The McCain campaign and the RNC are sending out a mailer that pushes Gov. Sarah Palin as both the figurehead of the GOP ticket and a centrist.
A reader in Pennsylvania sends over a four-page pamphlet titled "McCain-Palin Solutions for Our Family," which labels as priorities for the Republican team non-traditional conservative positions such as climate change and stem cell research. The inset includes a copy of a USA Today article with the headline: "In targeting big oil, Palin 'governed from the center': She didn't press conservative views on lawmakers."

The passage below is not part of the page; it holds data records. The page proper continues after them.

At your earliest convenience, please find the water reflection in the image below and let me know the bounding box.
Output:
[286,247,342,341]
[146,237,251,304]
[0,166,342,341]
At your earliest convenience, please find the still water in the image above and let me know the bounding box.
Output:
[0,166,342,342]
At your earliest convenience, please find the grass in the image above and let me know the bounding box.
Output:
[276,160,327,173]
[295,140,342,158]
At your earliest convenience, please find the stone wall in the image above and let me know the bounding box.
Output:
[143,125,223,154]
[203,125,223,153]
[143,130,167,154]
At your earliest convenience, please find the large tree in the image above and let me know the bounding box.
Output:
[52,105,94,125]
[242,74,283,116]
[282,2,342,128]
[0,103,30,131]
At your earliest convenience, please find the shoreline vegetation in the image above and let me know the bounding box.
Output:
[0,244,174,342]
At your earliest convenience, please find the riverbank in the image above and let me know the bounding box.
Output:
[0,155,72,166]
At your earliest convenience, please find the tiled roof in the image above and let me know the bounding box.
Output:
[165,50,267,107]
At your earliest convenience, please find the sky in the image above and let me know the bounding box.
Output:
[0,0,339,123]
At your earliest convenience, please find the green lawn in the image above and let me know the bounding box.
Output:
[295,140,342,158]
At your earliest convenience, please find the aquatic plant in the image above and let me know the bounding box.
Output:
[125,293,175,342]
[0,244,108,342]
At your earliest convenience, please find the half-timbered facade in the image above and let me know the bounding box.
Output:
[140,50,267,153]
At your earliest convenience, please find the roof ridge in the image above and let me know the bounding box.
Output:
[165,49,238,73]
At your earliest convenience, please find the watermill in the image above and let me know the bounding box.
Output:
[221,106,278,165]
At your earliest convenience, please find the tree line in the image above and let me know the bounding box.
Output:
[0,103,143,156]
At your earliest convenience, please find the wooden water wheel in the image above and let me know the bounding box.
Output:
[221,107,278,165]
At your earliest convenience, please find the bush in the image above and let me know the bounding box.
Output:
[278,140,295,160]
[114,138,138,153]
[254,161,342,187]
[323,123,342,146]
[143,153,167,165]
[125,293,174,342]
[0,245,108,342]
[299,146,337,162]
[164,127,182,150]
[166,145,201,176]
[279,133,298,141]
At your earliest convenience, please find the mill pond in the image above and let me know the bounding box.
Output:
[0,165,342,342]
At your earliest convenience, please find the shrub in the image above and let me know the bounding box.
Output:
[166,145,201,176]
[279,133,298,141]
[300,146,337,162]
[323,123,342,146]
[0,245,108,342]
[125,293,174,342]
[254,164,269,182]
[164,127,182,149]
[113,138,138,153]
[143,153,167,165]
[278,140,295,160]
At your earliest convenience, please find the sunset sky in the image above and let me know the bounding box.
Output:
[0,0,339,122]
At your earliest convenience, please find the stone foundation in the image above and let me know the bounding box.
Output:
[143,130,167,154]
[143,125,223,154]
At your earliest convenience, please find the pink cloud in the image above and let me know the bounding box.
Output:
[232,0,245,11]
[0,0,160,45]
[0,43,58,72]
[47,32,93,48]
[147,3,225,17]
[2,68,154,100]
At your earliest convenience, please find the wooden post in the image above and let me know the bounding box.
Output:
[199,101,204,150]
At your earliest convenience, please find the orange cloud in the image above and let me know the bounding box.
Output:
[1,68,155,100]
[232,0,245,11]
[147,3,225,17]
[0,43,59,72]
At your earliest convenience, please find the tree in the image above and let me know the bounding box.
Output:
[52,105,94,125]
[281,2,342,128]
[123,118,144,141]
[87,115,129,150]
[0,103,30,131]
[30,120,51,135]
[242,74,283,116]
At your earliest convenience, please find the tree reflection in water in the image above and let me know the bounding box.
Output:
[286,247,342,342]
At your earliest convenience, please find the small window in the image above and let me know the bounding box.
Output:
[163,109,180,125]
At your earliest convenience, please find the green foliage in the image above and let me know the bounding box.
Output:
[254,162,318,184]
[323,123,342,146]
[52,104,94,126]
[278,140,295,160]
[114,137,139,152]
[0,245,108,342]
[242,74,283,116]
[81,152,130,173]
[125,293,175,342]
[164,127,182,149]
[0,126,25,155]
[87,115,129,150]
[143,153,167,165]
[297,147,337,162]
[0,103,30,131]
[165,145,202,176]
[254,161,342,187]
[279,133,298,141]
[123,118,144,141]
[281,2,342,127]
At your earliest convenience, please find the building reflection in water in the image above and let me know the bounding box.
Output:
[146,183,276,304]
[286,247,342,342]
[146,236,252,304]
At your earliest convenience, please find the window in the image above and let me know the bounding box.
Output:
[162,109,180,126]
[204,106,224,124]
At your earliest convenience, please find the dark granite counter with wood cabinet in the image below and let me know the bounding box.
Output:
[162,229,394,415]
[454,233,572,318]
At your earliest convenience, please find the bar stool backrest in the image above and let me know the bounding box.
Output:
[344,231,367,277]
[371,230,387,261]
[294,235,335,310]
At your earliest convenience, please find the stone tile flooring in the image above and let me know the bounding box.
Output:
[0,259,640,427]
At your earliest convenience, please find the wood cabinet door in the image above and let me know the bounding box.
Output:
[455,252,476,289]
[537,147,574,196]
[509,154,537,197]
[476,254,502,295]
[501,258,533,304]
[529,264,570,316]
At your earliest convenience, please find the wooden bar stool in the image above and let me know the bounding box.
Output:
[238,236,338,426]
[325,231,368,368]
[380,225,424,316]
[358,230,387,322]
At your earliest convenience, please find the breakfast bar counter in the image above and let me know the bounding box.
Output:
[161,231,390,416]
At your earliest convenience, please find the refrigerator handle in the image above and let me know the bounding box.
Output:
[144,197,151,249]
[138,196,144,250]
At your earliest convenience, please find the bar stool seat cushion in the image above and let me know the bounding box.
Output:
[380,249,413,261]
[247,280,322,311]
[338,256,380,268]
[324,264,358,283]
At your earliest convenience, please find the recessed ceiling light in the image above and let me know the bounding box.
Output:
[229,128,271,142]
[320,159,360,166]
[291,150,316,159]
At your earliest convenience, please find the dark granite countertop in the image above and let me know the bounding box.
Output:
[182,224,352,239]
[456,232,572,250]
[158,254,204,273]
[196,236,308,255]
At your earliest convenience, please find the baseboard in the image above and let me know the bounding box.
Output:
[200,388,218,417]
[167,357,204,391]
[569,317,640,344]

The next page includes a campaign statement on how "John McCain and Sarah Palin will work with Democrats and Republicans for sensible solutions." And underneath is a graph about how Palin "as the mother of a special needs child... knows first hand the value of advanced medical treatments research."
The final page is a photo of McCain and Palin which noticeably features the vice presidential candidate in a more prominent placement than the presidential candidate himself.
What's noteworthy here is not just the push to feature Palin -- whose popularity and favorability ratings have fallen drastically over the past few weeks -- in a leading role. It's also how consciously the campaign is trying to track away from conservative orthodoxy. The pamphlet was sent from a reader in Philadelphia -- obviously not the state's Republican stronghold. And it is tradition for presidential tickets to move towards the center as the election approaches.
But the desire to break from the party has really become a defining feature for McCain-Palin. Over the last few days, some of the loudest applause lines at their rallies have come when McCain declares that he is not George W. Bush.